Opinion

Opinion

St. Petersburg council right to reject Bayfront deal: A Tampa Bay Times Editorial

Posted December 15, 2017 9:21 p.m. EST

The St. Petersburg City Council made the difficult but correct decision this week to reject the proposed sale of a local nonprofit's minority stake in Bayfront hospital. Despite months of negotiations, there were too many questions, a few suspicions and not enough guarantees that Bayfront's charity care commitment would remain strong. There are a few days left to work out a better deal, but the nonprofit's eagerness to sell its stake and the for-profit hospital's reluctance to commit to a minimal investment in charity care remain perplexing and at odds with the spirit of the current arrangement.

Bayfront, a venerable institution that operated for decades as an independent, public hospital, was sold in 2012 to a for-profit chain. Proceeds from the $202 million sale helped establish a nonprofit foundation, which was given a 20 percent stake in the hospital and half of the seats on the hospital board. The nonprofit's part-ownership, along with general commitments in the city's long-term lease of the property, were keys to the city approving that sale and ensuring charity care would continue at Bayfront.

The nonprofit, now named the Foundation for a Healthy St.
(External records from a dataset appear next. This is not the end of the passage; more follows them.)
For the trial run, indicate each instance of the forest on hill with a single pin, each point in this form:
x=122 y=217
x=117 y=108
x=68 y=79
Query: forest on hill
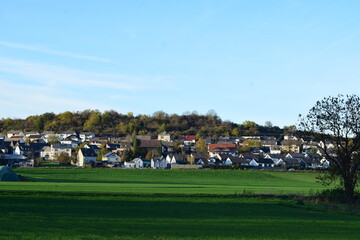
x=112 y=122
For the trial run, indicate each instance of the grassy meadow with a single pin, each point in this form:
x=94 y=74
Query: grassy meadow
x=163 y=181
x=151 y=204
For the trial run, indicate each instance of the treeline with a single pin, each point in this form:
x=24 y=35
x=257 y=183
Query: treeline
x=112 y=122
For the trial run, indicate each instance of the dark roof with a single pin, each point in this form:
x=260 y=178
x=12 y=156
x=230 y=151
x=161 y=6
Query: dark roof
x=37 y=146
x=93 y=146
x=265 y=161
x=258 y=149
x=222 y=147
x=199 y=155
x=113 y=146
x=150 y=143
x=87 y=152
x=237 y=160
x=59 y=145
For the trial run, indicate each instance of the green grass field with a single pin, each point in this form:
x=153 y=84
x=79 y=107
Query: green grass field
x=150 y=204
x=164 y=181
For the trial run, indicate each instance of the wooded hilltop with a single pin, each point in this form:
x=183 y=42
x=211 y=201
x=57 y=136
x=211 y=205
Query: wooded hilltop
x=112 y=122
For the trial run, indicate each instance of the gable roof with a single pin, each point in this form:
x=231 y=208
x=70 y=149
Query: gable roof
x=190 y=137
x=88 y=152
x=150 y=143
x=222 y=147
x=61 y=146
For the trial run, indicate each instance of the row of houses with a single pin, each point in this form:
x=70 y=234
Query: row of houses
x=16 y=145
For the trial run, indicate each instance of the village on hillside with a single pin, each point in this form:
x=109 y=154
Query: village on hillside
x=85 y=149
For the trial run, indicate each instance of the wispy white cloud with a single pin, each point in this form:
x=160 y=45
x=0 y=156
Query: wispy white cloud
x=46 y=50
x=53 y=76
x=22 y=100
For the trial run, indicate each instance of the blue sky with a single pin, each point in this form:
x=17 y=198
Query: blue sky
x=247 y=60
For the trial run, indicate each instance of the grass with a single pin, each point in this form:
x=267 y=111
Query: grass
x=151 y=204
x=139 y=217
x=164 y=181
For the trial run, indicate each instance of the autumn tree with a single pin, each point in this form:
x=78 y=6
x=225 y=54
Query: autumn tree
x=64 y=158
x=248 y=144
x=336 y=120
x=201 y=146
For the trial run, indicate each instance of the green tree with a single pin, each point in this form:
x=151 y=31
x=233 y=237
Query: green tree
x=248 y=144
x=201 y=146
x=190 y=159
x=336 y=120
x=63 y=158
x=127 y=155
x=52 y=139
x=103 y=150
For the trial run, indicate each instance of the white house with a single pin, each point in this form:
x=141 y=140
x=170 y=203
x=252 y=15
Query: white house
x=71 y=142
x=86 y=156
x=56 y=149
x=164 y=136
x=15 y=133
x=160 y=163
x=85 y=136
x=111 y=158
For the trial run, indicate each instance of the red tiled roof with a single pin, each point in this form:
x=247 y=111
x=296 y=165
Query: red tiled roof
x=190 y=137
x=222 y=147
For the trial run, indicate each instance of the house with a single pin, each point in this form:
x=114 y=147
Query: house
x=230 y=160
x=56 y=149
x=295 y=155
x=16 y=139
x=111 y=158
x=71 y=142
x=5 y=146
x=160 y=163
x=36 y=138
x=294 y=162
x=86 y=156
x=226 y=140
x=275 y=149
x=28 y=134
x=143 y=137
x=189 y=140
x=248 y=156
x=22 y=149
x=98 y=141
x=66 y=134
x=45 y=153
x=262 y=162
x=274 y=157
x=200 y=157
x=15 y=133
x=36 y=149
x=130 y=164
x=112 y=147
x=219 y=148
x=139 y=163
x=260 y=150
x=179 y=159
x=86 y=136
x=150 y=145
x=325 y=163
x=267 y=141
x=12 y=159
x=164 y=136
x=93 y=147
Petersburg, has assets of nearly $180 million and wants to sell its stake in the hospital for $26.5 million to current Bayfront owner Community Health Systems. City Council approval is needed for the sale to go through because the hospital sits on city property, and the proposal expires at the end of the year.
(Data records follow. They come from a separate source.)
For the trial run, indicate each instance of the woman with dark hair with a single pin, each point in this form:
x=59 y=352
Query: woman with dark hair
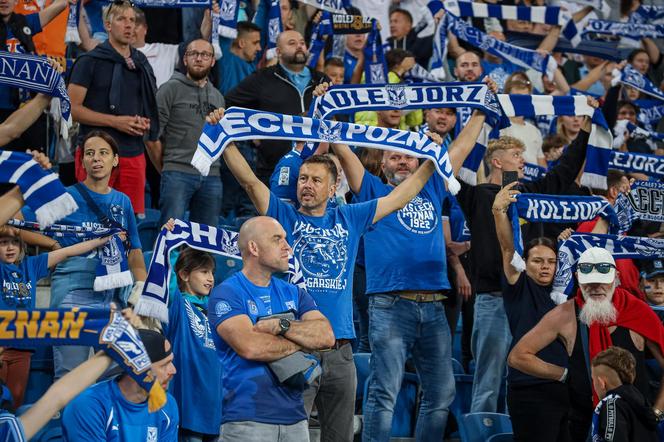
x=72 y=283
x=526 y=296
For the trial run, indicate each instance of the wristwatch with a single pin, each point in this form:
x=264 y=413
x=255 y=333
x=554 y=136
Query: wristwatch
x=284 y=325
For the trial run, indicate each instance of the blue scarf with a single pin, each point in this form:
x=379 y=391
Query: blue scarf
x=154 y=300
x=651 y=165
x=246 y=124
x=375 y=67
x=533 y=172
x=113 y=268
x=526 y=58
x=621 y=247
x=599 y=143
x=555 y=209
x=42 y=190
x=624 y=127
x=274 y=28
x=632 y=77
x=34 y=73
x=550 y=15
x=228 y=14
x=101 y=329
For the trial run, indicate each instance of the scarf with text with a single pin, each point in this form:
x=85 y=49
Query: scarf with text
x=113 y=268
x=631 y=77
x=599 y=142
x=102 y=329
x=35 y=74
x=42 y=190
x=550 y=15
x=651 y=165
x=620 y=247
x=247 y=124
x=555 y=209
x=154 y=299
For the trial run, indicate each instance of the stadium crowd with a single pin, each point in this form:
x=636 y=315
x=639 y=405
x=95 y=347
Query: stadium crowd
x=501 y=280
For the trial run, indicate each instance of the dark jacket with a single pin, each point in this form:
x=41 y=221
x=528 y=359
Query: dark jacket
x=626 y=416
x=270 y=90
x=476 y=201
x=421 y=48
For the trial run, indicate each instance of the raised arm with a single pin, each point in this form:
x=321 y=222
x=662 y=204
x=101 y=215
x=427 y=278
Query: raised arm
x=504 y=198
x=239 y=333
x=313 y=332
x=62 y=392
x=257 y=191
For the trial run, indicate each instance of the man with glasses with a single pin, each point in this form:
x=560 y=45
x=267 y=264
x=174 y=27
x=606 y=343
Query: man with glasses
x=600 y=315
x=112 y=88
x=183 y=103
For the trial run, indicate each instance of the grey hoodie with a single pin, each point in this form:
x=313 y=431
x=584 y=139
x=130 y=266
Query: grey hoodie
x=183 y=106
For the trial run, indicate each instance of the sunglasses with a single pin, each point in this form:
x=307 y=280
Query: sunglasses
x=602 y=267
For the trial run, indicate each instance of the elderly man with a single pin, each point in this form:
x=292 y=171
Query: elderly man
x=599 y=316
x=246 y=344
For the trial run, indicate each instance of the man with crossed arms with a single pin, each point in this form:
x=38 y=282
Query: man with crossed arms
x=325 y=242
x=406 y=274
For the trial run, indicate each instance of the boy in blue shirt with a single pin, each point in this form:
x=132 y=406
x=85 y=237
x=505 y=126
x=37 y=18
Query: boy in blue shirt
x=256 y=406
x=117 y=409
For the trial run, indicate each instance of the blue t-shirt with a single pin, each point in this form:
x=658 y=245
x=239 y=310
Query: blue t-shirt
x=198 y=377
x=101 y=413
x=19 y=282
x=13 y=45
x=406 y=249
x=326 y=247
x=11 y=428
x=250 y=391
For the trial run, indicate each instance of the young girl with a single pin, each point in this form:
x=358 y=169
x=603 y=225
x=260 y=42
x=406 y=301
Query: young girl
x=19 y=275
x=197 y=383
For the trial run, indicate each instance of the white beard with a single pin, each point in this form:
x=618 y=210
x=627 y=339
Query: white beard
x=594 y=311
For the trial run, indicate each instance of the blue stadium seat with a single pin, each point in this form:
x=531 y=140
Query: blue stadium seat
x=404 y=418
x=478 y=427
x=501 y=437
x=362 y=369
x=225 y=267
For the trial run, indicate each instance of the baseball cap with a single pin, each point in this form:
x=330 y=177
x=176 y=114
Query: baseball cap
x=654 y=268
x=590 y=269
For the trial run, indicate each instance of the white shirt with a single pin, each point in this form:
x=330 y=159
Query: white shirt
x=530 y=136
x=163 y=58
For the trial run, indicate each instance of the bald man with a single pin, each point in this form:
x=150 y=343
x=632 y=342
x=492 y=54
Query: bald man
x=284 y=88
x=246 y=346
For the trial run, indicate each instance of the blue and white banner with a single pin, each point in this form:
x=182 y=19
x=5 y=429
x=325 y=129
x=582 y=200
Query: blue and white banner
x=533 y=172
x=540 y=208
x=42 y=190
x=550 y=15
x=599 y=142
x=34 y=73
x=246 y=124
x=526 y=58
x=620 y=247
x=651 y=165
x=154 y=299
x=631 y=77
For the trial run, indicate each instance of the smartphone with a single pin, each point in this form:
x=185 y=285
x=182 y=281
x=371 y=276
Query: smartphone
x=510 y=177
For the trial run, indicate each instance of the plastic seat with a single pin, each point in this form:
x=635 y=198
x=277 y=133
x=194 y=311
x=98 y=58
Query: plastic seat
x=479 y=427
x=501 y=437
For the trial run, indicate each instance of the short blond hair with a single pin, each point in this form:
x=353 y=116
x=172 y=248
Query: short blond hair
x=503 y=143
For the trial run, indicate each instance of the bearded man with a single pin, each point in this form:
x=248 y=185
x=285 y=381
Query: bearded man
x=183 y=103
x=599 y=316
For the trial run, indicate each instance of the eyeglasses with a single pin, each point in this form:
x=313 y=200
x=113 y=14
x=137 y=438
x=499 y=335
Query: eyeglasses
x=602 y=267
x=196 y=54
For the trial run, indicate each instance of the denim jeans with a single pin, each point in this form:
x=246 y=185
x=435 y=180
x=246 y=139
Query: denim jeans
x=397 y=328
x=490 y=344
x=187 y=191
x=334 y=394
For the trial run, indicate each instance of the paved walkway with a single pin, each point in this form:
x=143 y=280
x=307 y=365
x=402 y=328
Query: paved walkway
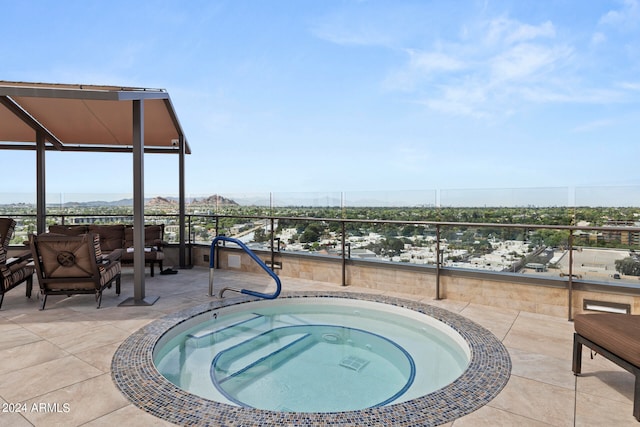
x=55 y=364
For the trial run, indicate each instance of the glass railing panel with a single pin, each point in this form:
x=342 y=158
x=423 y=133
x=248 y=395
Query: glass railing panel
x=505 y=197
x=387 y=199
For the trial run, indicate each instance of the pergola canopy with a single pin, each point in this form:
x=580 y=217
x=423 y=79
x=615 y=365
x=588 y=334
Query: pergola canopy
x=85 y=117
x=65 y=117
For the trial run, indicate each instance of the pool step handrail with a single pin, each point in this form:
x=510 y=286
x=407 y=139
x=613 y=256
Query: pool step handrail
x=249 y=252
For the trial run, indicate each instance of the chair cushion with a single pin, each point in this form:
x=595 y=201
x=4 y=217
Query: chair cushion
x=111 y=236
x=68 y=230
x=618 y=333
x=64 y=258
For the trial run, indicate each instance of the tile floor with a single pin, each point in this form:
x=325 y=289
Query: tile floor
x=55 y=364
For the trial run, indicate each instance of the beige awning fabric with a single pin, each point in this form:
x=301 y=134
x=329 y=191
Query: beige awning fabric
x=85 y=117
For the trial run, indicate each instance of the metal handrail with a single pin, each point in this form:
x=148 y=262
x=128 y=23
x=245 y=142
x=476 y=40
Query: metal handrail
x=249 y=252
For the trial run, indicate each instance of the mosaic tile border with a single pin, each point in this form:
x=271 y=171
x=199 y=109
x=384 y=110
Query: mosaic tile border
x=134 y=373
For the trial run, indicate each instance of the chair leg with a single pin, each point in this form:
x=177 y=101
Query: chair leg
x=29 y=286
x=577 y=355
x=636 y=396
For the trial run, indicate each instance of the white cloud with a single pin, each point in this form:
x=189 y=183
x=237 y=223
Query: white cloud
x=598 y=38
x=434 y=61
x=630 y=85
x=507 y=31
x=526 y=60
x=627 y=16
x=596 y=124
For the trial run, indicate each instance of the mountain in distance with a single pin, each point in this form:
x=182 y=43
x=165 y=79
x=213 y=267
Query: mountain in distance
x=158 y=201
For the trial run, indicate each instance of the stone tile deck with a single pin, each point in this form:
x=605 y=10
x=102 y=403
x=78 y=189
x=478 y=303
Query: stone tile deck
x=56 y=363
It's understandable that the foundation sees the proposal as a win, along with other local nonprofits that stand to benefit from the foundation's distribution of its money to service providers. But while the foundation would gain financially, the community would lose its position at the hospital to closely monitor whether Bayfront remains committed to caring for everyone regardless of their ability to pay. Foundation CEO Randall Russell emphasized to the council all of the good the foundation could do for the community with money from the sale of its share of the hospital, which is undoubtedly true. He also portrayed the ownership stake as a drain on the foundation's resources for little influence in the hospital's operation. That's undervaluing one of the key purposes of the foundation and the circumstances that led to the creation of the foundation in the first place.
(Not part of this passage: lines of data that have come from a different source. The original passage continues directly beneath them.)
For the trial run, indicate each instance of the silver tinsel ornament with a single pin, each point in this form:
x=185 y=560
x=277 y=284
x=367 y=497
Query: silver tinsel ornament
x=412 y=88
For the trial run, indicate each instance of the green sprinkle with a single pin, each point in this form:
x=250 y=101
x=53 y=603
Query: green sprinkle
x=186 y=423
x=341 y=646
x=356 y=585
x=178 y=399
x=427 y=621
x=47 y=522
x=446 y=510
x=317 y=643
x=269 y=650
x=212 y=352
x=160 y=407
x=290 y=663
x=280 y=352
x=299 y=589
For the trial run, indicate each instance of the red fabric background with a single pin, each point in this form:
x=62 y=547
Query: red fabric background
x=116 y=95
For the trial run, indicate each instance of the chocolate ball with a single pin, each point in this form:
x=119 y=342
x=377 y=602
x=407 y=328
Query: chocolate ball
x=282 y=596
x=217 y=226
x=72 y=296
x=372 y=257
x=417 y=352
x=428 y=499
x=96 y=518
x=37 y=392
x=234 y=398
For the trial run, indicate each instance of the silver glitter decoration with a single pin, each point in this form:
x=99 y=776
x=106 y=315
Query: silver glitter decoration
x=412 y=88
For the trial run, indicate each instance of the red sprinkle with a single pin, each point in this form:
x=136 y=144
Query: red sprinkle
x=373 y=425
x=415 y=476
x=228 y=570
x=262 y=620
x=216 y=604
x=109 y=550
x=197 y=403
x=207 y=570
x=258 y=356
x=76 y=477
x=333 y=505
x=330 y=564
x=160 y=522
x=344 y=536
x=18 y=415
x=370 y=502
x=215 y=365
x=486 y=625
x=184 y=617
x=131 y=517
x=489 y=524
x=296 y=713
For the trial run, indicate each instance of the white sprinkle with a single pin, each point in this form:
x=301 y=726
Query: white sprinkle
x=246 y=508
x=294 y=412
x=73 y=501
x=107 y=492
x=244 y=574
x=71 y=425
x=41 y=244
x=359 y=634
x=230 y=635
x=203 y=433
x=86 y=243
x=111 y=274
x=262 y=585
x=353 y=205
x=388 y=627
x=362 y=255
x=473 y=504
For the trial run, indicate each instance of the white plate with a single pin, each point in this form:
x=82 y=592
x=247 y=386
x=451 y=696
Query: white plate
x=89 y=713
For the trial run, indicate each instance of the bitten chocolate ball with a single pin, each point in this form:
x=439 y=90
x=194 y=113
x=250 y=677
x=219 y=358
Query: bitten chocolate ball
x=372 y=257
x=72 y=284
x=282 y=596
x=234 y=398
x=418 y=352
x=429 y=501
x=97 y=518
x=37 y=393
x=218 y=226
But the real dealbreaker here is the hospital, not the foundation. An agreement was possible if hospital officials had been willing to amend the lease with the city to define the minimum amount of charity care that Bayfront would be obligated to provide, suggested at $10 million a year. Bayfront claims it currently provides more than $60 million in charity care annually, so a floor of $10 million seems modest. As council member Charlie Gerdes said, it was unfathomable why Bayfront was "unwilling to commit to something that you're exceeding by orders of magnitude." One possible explanation: It could be harder for CHS, the owner, to sell Bayfront with that requirement in ink even after it bought out the foundation's share.

Gerdes led the way in sketching out these legitimate concerns, and he was joined by council members Lisa Wheeler-Bowman, Steve Kornell, Ed Montanari and Amy Foster in rejecting this deal. Mayor Rick Kriseman understandably wants a defined financial amount of charity care in the lease, and if negotiations resume he should not back down. Bayfront has served poor and uninsured residents for generations, but in today's uncertain health care landscape that effort is always at risk of fading. The city is smart not to loosen the community's already tenuous hold on that ideal -- even if it costs some money for the well-funded foundation poised to do good things only because of the original sale of the hospital.